Now I am 29 and I have no big, optimistic ideas. I think of plenty of arbitrages and improvements in efficiency. And while I believe that better infrastructure enables more construction and innovation, closing an obscure pricing gap just isn’t like dreams of great adventure and exploration on the frontier of human experience and possibility.

I spend much time thinking about solutions to existing problems – the incentive mismatch in mass media that is causing accelerating polarization, how to remedy the effects of climate change, and so on. But these are all fixes, reactions. It feels like I’m in the belly of the ship, frenetically plugging leaky holes, never even having the space of mind to think where the ship should go. Ostensibly, those decisions are made on the bridge of the ship, which, in October 2020, seems to be populated by well-intentioned individuals, but hamstrung in their ability to make good collective decisions.

Recent years have shown me how difficult it is to make any meaningful public decision. Every debate is endlessly contentious, every subject has meaningful nuance, and every decision has exceedingly hard-to-predict second-order-effects. The world is much more complex than it was even twenty years ago, and the effects are paralyzing. This is clearly felt among policymakers, but I feel it even as a technologist: I understand that virtually all tools can be used – and more often than not, will be used – for both good and evil, and how hard the results are to predict over years in our dynamic world. I learned that technology can rarely solve fundamental social problems, and I’ve seen the public perception rollercoaster of “this technology/person/policy is good” to “this is evil” more times than I can count.

This puts me in a real bind for having high-conviction views that aren’t microscopically focused. As an example, for the past few years I have struggled developing a long-term view on bitcoin. By network effect, I think it is clear that in the long term, we will have either fiat or crypto – either fully centralized or fully decentralized – not both. Which world do I want to live in? I’m not sure. On the one hand, it is clear that our existing US financial system is fragile with systemic risk, a playball exposed to potentially irresponsible governance. You might call its mechanics unfair to the masses, but you’d also need to point out that it has actually worked in creating prosperity over the past 110 years. (And, comparing the US to other countries, it has worked remarkably well!) I agree with need for overhaul of the system, but I’m not sure if it’s wise throw out the entire thing and open up the world’s largest power vacuum in the process. This rarely ends well. I cannot tell, with intellectual honesty, which avenue is best to pursue. I doubt that anyone does.

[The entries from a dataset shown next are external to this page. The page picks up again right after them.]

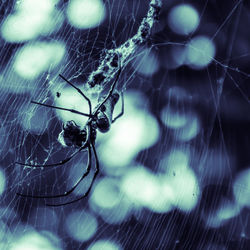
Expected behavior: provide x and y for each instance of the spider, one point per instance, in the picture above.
(82, 139)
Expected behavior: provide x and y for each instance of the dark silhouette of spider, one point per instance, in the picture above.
(83, 139)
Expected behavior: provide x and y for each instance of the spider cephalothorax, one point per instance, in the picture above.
(83, 139)
(72, 135)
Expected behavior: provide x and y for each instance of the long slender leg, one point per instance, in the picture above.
(89, 189)
(71, 190)
(79, 91)
(110, 91)
(61, 162)
(122, 111)
(54, 107)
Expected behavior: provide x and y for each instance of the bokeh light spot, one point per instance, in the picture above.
(183, 19)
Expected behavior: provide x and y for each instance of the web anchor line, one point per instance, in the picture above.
(113, 59)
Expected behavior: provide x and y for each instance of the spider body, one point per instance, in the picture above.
(73, 135)
(83, 139)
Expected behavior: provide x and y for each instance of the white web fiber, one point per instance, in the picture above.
(174, 169)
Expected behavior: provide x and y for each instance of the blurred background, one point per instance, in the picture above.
(174, 169)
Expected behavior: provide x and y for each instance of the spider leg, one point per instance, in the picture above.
(68, 192)
(110, 91)
(79, 91)
(54, 107)
(122, 111)
(61, 162)
(92, 182)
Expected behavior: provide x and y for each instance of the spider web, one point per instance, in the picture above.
(185, 131)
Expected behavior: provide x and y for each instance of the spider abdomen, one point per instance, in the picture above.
(72, 135)
(103, 123)
(104, 116)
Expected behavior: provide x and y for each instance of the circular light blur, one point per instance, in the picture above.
(183, 19)
(200, 52)
(241, 188)
(108, 201)
(29, 20)
(146, 63)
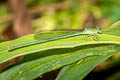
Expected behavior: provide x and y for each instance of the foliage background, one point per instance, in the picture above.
(78, 15)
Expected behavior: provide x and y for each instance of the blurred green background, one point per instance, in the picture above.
(71, 14)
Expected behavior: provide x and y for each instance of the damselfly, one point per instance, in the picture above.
(55, 35)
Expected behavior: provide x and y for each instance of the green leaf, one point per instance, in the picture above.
(34, 68)
(113, 29)
(62, 43)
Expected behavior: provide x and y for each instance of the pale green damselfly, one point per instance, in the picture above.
(55, 35)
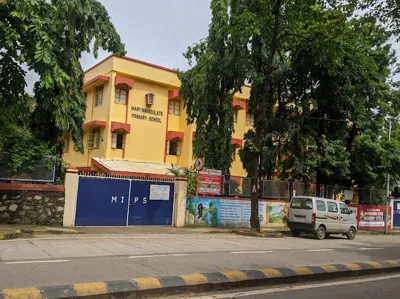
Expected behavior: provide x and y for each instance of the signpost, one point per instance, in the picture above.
(198, 165)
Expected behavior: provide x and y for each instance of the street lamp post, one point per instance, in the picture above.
(387, 187)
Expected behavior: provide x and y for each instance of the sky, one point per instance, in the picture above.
(156, 31)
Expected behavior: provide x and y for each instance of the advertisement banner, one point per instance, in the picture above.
(233, 212)
(210, 182)
(372, 217)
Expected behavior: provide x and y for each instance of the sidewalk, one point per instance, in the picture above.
(32, 230)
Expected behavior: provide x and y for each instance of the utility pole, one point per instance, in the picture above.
(387, 187)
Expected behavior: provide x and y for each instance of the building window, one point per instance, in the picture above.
(249, 119)
(94, 138)
(120, 95)
(174, 107)
(174, 147)
(118, 141)
(99, 95)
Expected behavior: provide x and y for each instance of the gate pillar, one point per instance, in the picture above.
(180, 202)
(71, 195)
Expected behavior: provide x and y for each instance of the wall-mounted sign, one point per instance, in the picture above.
(159, 192)
(136, 110)
(210, 182)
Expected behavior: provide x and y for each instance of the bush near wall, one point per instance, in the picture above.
(40, 207)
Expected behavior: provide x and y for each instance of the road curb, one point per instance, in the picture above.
(161, 286)
(257, 234)
(9, 236)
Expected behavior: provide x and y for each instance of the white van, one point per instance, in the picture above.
(321, 217)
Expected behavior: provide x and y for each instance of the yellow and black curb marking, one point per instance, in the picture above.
(9, 236)
(143, 287)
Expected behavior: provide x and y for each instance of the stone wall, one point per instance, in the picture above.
(31, 207)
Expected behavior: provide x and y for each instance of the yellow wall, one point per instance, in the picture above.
(147, 139)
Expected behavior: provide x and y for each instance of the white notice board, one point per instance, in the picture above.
(159, 192)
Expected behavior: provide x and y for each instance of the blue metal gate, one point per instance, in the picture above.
(121, 202)
(396, 213)
(151, 203)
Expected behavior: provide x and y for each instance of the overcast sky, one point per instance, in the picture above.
(157, 31)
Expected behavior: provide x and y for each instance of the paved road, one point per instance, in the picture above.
(366, 288)
(67, 260)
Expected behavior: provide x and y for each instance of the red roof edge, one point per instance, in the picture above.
(124, 80)
(174, 134)
(132, 174)
(100, 77)
(238, 142)
(116, 126)
(95, 123)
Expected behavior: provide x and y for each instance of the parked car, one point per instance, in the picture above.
(321, 217)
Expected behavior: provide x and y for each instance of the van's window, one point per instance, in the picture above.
(321, 206)
(343, 209)
(301, 203)
(332, 207)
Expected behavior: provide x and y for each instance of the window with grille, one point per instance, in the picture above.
(118, 141)
(174, 147)
(121, 95)
(99, 95)
(249, 119)
(174, 107)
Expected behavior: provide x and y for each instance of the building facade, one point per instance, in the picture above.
(134, 115)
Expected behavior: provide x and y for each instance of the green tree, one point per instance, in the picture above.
(78, 26)
(49, 38)
(208, 87)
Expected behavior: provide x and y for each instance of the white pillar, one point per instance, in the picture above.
(71, 195)
(180, 202)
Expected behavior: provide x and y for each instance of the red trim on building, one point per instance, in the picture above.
(95, 79)
(166, 133)
(100, 62)
(239, 104)
(172, 94)
(150, 64)
(124, 80)
(131, 174)
(173, 134)
(31, 187)
(237, 142)
(120, 126)
(95, 123)
(84, 168)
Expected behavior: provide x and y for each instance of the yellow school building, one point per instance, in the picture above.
(136, 123)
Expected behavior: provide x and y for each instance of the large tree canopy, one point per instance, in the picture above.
(47, 37)
(319, 72)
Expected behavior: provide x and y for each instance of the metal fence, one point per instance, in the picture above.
(43, 171)
(275, 189)
(270, 189)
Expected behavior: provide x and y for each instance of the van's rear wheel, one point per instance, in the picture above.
(351, 234)
(321, 233)
(295, 232)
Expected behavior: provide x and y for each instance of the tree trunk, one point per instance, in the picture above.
(261, 119)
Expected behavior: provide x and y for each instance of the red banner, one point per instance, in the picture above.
(210, 182)
(372, 217)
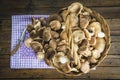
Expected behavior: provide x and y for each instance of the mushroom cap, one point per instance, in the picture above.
(96, 54)
(55, 25)
(96, 26)
(92, 41)
(63, 35)
(50, 53)
(92, 60)
(47, 34)
(63, 13)
(33, 34)
(30, 28)
(40, 32)
(78, 36)
(53, 17)
(27, 42)
(73, 18)
(36, 46)
(84, 21)
(53, 44)
(54, 34)
(75, 7)
(85, 67)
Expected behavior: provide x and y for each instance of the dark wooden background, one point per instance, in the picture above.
(110, 9)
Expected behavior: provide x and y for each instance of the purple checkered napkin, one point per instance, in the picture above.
(24, 57)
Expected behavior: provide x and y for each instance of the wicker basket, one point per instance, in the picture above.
(105, 29)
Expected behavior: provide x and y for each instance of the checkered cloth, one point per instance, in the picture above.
(24, 57)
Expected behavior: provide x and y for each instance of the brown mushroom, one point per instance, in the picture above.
(100, 44)
(85, 67)
(75, 7)
(50, 53)
(27, 42)
(78, 36)
(30, 28)
(33, 34)
(53, 44)
(65, 68)
(64, 12)
(55, 25)
(47, 34)
(53, 17)
(40, 31)
(84, 21)
(92, 41)
(63, 35)
(87, 34)
(63, 48)
(54, 34)
(96, 27)
(36, 46)
(37, 25)
(73, 18)
(92, 60)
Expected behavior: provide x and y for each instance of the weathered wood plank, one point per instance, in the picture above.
(107, 12)
(103, 72)
(108, 62)
(61, 3)
(5, 48)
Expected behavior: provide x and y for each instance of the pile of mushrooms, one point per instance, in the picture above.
(71, 40)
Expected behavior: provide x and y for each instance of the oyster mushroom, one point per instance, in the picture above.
(27, 42)
(33, 34)
(53, 44)
(61, 42)
(54, 34)
(100, 45)
(30, 28)
(40, 55)
(36, 46)
(37, 25)
(78, 36)
(53, 17)
(63, 35)
(85, 67)
(92, 41)
(60, 58)
(96, 54)
(96, 27)
(83, 48)
(50, 53)
(87, 34)
(47, 34)
(75, 7)
(63, 48)
(55, 25)
(101, 35)
(84, 21)
(40, 31)
(64, 12)
(73, 19)
(66, 68)
(92, 60)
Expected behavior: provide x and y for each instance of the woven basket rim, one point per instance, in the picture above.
(107, 46)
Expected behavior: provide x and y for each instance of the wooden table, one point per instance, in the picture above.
(110, 9)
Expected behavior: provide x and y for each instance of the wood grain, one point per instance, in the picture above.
(109, 9)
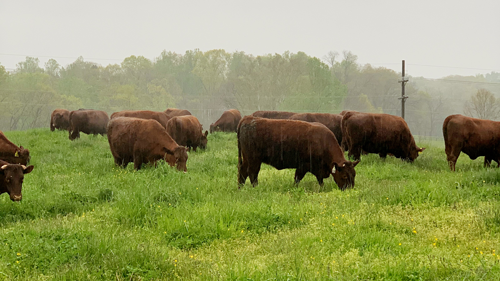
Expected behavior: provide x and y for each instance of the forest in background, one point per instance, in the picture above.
(208, 83)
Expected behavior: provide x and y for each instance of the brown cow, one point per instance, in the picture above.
(271, 114)
(187, 131)
(59, 119)
(159, 116)
(11, 153)
(143, 141)
(88, 121)
(331, 121)
(379, 133)
(172, 112)
(228, 122)
(345, 144)
(472, 136)
(11, 179)
(291, 144)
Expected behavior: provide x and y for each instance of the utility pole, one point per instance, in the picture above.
(403, 97)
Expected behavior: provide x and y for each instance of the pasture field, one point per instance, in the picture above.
(82, 218)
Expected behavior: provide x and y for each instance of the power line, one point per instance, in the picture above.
(58, 57)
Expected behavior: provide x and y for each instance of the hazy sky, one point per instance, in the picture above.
(436, 38)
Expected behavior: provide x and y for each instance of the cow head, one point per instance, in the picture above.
(24, 155)
(11, 179)
(344, 174)
(21, 156)
(180, 155)
(204, 140)
(214, 128)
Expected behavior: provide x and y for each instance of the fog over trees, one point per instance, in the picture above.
(208, 83)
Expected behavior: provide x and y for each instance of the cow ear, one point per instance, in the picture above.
(27, 170)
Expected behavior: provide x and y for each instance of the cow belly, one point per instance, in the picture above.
(475, 152)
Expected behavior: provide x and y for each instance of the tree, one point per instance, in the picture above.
(52, 68)
(483, 105)
(30, 65)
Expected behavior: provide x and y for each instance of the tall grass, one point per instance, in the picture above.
(83, 218)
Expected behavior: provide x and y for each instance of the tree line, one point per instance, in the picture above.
(207, 83)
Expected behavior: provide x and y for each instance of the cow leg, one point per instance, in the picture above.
(354, 152)
(320, 180)
(452, 160)
(242, 173)
(138, 159)
(253, 173)
(487, 161)
(299, 175)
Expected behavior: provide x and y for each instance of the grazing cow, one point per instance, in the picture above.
(11, 179)
(143, 141)
(187, 131)
(228, 122)
(331, 121)
(161, 117)
(273, 114)
(87, 121)
(472, 136)
(11, 153)
(379, 133)
(291, 144)
(59, 119)
(172, 112)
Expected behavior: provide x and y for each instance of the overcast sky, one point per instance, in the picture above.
(436, 38)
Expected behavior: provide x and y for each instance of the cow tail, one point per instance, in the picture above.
(70, 122)
(445, 130)
(445, 133)
(240, 160)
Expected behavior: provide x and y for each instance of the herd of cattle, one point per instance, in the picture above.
(307, 142)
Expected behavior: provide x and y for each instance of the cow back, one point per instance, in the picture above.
(89, 121)
(161, 117)
(331, 121)
(59, 119)
(172, 112)
(228, 122)
(187, 131)
(379, 133)
(270, 114)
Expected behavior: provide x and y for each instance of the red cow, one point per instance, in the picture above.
(291, 144)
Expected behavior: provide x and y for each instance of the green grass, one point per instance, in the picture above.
(82, 218)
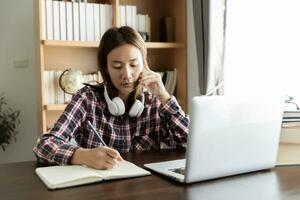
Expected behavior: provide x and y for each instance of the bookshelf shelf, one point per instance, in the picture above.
(150, 45)
(55, 107)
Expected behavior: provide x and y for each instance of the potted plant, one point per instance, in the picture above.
(9, 120)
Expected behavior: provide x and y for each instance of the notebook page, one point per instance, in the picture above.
(124, 170)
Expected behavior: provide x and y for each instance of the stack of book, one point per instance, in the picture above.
(290, 131)
(83, 21)
(291, 116)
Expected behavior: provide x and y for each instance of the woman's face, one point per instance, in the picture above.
(124, 64)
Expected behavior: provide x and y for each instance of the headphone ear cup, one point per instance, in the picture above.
(112, 107)
(136, 109)
(119, 105)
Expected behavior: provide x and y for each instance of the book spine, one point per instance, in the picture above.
(63, 20)
(76, 21)
(96, 22)
(69, 20)
(49, 19)
(82, 21)
(43, 22)
(56, 25)
(90, 22)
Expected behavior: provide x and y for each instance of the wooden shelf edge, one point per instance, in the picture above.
(54, 107)
(149, 45)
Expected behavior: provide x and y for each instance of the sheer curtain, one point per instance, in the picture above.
(210, 25)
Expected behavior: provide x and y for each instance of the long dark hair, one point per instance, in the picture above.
(112, 38)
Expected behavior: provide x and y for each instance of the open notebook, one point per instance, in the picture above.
(71, 175)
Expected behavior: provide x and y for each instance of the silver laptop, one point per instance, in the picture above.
(227, 136)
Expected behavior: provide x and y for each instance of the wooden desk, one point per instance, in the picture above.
(18, 181)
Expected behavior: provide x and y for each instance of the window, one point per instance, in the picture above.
(262, 55)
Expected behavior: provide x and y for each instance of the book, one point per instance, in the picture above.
(291, 114)
(290, 135)
(56, 177)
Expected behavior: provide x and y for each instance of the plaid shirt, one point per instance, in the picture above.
(158, 123)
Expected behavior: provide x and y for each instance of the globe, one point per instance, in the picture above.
(70, 81)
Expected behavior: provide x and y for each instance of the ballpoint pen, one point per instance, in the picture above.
(96, 133)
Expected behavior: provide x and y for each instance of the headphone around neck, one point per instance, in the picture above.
(116, 106)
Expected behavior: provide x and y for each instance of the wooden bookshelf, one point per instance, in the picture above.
(60, 55)
(150, 45)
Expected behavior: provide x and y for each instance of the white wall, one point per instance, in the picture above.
(17, 41)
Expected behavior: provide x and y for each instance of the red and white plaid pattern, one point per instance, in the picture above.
(167, 123)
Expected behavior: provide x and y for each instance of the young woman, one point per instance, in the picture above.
(118, 111)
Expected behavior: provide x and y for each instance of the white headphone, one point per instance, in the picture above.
(116, 106)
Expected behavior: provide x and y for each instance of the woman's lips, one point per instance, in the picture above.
(127, 85)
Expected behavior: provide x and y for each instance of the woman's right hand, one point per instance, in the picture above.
(97, 158)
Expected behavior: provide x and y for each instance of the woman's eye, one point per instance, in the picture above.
(134, 64)
(117, 66)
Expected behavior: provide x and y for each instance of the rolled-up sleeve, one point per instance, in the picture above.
(174, 123)
(54, 147)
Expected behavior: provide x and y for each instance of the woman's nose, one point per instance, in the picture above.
(127, 73)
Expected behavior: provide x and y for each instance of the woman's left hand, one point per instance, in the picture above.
(153, 83)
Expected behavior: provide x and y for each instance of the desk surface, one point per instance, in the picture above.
(18, 181)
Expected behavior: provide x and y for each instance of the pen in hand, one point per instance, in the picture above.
(96, 133)
(119, 158)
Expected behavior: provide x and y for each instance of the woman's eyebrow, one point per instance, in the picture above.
(116, 61)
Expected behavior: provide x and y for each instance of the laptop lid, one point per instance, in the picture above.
(229, 135)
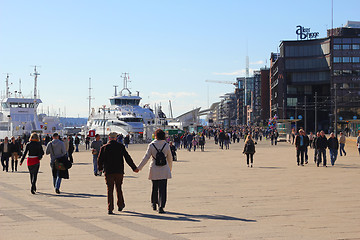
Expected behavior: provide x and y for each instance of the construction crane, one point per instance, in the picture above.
(222, 82)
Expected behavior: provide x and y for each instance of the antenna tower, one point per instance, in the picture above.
(7, 85)
(126, 78)
(35, 74)
(115, 86)
(90, 98)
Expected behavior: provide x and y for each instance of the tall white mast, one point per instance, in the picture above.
(90, 98)
(7, 94)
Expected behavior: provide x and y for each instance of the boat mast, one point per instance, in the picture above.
(7, 94)
(126, 78)
(35, 74)
(90, 98)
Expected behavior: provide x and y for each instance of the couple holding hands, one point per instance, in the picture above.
(111, 161)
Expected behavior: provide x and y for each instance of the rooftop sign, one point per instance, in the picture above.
(305, 34)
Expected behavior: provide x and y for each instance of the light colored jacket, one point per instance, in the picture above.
(342, 139)
(157, 172)
(56, 149)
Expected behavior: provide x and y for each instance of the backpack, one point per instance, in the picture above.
(160, 158)
(250, 147)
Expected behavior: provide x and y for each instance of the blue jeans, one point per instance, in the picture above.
(321, 152)
(333, 156)
(57, 181)
(342, 145)
(95, 162)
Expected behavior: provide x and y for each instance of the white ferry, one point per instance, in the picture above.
(18, 117)
(124, 115)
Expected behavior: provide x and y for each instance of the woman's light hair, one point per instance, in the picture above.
(34, 137)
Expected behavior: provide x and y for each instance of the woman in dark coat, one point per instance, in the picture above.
(71, 148)
(35, 150)
(15, 151)
(249, 149)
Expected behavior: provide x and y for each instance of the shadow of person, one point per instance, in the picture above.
(174, 216)
(72, 195)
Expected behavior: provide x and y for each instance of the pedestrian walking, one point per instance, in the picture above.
(15, 152)
(56, 149)
(160, 169)
(87, 143)
(71, 148)
(301, 143)
(342, 141)
(202, 142)
(358, 142)
(5, 154)
(77, 142)
(249, 150)
(333, 145)
(321, 145)
(111, 161)
(35, 153)
(95, 150)
(127, 141)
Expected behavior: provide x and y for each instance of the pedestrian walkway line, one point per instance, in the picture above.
(74, 222)
(85, 225)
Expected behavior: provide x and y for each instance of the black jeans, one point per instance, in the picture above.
(33, 170)
(300, 153)
(323, 153)
(158, 195)
(251, 156)
(5, 161)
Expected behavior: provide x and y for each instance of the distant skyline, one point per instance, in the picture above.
(169, 48)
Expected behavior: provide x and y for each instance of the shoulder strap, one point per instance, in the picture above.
(163, 147)
(155, 147)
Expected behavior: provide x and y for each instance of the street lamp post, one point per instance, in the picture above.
(335, 109)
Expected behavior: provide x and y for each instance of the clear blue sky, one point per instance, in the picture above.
(169, 47)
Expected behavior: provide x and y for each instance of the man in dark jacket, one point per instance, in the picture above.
(111, 160)
(5, 153)
(321, 145)
(77, 142)
(333, 145)
(301, 144)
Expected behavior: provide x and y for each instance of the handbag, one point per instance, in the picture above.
(61, 163)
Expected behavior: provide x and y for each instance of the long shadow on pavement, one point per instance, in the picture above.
(72, 195)
(174, 216)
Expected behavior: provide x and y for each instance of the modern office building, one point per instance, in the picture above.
(317, 81)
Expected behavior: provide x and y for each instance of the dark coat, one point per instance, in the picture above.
(111, 158)
(15, 147)
(305, 142)
(71, 146)
(321, 143)
(34, 149)
(333, 143)
(249, 147)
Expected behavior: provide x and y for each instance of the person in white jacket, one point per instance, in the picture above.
(158, 174)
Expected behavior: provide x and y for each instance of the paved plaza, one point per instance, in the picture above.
(213, 195)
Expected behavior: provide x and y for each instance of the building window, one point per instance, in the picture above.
(292, 102)
(347, 72)
(356, 59)
(337, 72)
(346, 59)
(337, 60)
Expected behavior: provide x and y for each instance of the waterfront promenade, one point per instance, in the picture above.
(213, 195)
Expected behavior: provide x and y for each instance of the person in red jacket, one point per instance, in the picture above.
(111, 161)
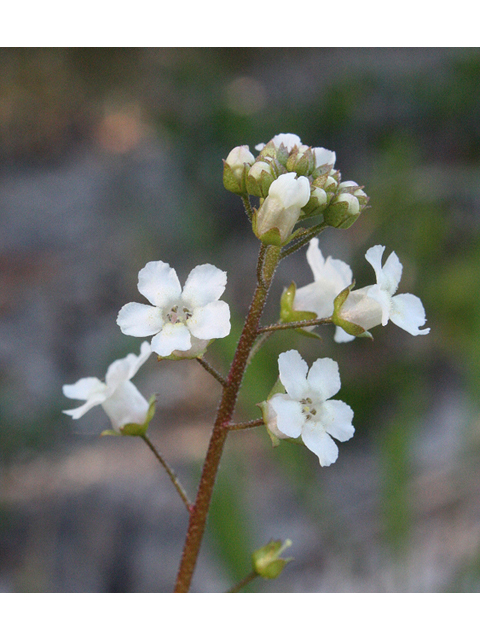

Other arenas of big problems and changes yield similar dilemmas. Perhaps consequently, I have found myself not dreaming big anymore. I dream small, where the effects are predictable. On dreaming big, there is the paralysis of responsibility and effects, but there is also a level of cynicism that has come to me over the years, as big dreams turn out to be much more fraught and complicated as they move into reality. The nuance, complexity, difficulty, responsibility, and often irreversibility in effecting big changes has slowly removed the stars from my eyes as I look at technology. Maybe that’s a good thing as I come to appreciate the gravity of change.

But at the same time, if we don’t take big, bold, bets, we’ll be forever stuck in the valleys of local optima. As Bezos says, the size of your risk-taking should increase with the size of your enterprise – at scale, we should be taking many daring gambles, all the time. But it doesn’t feel like that’s really happening. It feels like we spend lots of effort debating marginal nuance, sitting in the belly of the ship doing maintenance, rather than charting the course forward.

It is difficult to be an optimist in 2020. I admire the few1 that still have the courage to dream big and to remind ourselves that there is a future that could be amazing and that is worth fighting for.

  1. This article in particular was inspired by Blake Scholl and Boom’s stalwart efforts to return us to an era of supersonic flight, and Founders Fund’s opening notes to their annual meeting.